There is no means of avoiding a final collapse of a boom brought about by credit expansion
As is clear to all with half a brain the production of
un-backed fiat money distorts the economic system. Simply told, when an entity
in society is given monopoly to manufacture medium of exchange at its own
discretion they will harness this power. Slowly at first, unsure about its
effects, but always testing the limits of the privilege bestowed upon them.
As always, they will overexploit the power. They will
manufacture money and give it to the masters that coercively secure the
continuation of the power. The masters will obviously spend the money, creating
a transaction in which nothing is
payment for something. These transactions
are by definition unsustainable because they violates Say`s law. We call them
“bubbles”
In a free market supply is used to create its own
demand. When people spend fiat money they exercise demand without providing
supply. Said in other words, spending fiat money is tantamount to capital
consumption and makes society poorer.
While the boom that follows money spending feels good,
it must inevitably come to an end because the economic system cannot maintain
the constellation that was induced by the money printing in the first place.
Within the boom lays the seed for the necessary bust.
We have made a metric that sums up fiat money in its
purest sense and compared that to the underlying trend growth of nominal GDC.
Our hypothesis is simple: if money growth exceeds the
GDC metric a deflationary busts will inevitably come. If authorities refuse to
accept reality and print more fiat money at the first sign of bust, they may
“save the day” but they will “ruin tomorrow”!
For every action taken there will be an equal and
opposite reaction! When the fiat masters go too far they create the set-up for
an imminent deflation.
We looked at this relationship and as the chart
below show, a boom-bust cycle based on monetary expansion is clearly
visible.
Our main concern is obviously what happens when the
equal, but opposite reaction comes as a consequence to the monetary experiment
dubbed the “Bernanke-put”.
A secondary concern is indirectly derived from this.

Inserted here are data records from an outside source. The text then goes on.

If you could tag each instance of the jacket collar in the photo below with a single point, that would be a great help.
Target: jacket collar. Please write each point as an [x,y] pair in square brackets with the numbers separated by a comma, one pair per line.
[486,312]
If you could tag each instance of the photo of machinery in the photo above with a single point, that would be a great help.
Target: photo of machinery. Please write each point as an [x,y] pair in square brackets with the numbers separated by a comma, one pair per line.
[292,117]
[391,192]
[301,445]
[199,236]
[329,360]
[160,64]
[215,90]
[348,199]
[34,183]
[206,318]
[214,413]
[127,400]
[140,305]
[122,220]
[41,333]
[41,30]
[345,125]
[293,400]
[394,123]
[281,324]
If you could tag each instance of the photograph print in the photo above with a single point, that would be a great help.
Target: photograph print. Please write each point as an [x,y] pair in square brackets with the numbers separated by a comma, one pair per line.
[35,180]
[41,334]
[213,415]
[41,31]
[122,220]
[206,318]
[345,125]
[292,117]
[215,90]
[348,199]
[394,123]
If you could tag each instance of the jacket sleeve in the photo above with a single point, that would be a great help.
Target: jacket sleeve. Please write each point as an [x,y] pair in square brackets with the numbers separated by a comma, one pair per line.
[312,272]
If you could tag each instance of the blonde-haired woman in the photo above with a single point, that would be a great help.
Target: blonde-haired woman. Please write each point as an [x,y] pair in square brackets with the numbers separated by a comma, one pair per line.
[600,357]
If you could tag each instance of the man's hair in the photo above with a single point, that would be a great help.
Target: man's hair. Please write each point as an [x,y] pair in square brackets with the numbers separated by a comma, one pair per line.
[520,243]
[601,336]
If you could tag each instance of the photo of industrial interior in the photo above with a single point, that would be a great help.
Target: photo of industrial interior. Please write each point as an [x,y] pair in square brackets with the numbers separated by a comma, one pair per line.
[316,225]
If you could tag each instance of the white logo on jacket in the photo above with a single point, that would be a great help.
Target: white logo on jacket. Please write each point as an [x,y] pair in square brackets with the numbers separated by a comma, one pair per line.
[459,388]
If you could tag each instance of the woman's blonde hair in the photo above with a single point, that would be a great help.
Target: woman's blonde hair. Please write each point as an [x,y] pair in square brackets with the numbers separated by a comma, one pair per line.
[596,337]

Money printing tears the social fabric apart and people react by taking up
massive amounts of debt; debt that will never be repaid in currency units of
equal purchasing power.
Now, if the equal reaction comes, that will raise the
real burden of outstanding debt, which consequently will bankrupt all debtors.
The next chart looks at various sovereigns’ roll-over
risk for 2014. The exceptionally large amount of debt taken on since the
financial bust in 2008 will forever constitute a massive risk for the issuing
country as debt is never repaid, only rolled-over, that is old debt is paid
with new debt.
Source: Bloomberg,
International Monetary Fund (IMF – WEO), own calculations
By this it is obvious to us that deflation
simply cannot be allowed to happen! Our monetary masters will lose everything
if they even flirt with the mere idea! Witness
the taper scare this summer!
And since we are getting close to the next cycle low,
why even bother try.
Source: National
Bureau of Economic Research (NBER), Bureau of Labor Statistics (BLS), own
calculations
Concluding Remarks
We leave the last word to the real Maestro
“There is no means of avoiding a final collapse of a boom brought about by credit expansion. The alternative is only whether the crisis should come sooner as a result of a voluntary abandonment of further credit expansion or later as a final and total catastrophe of the currency system involved.”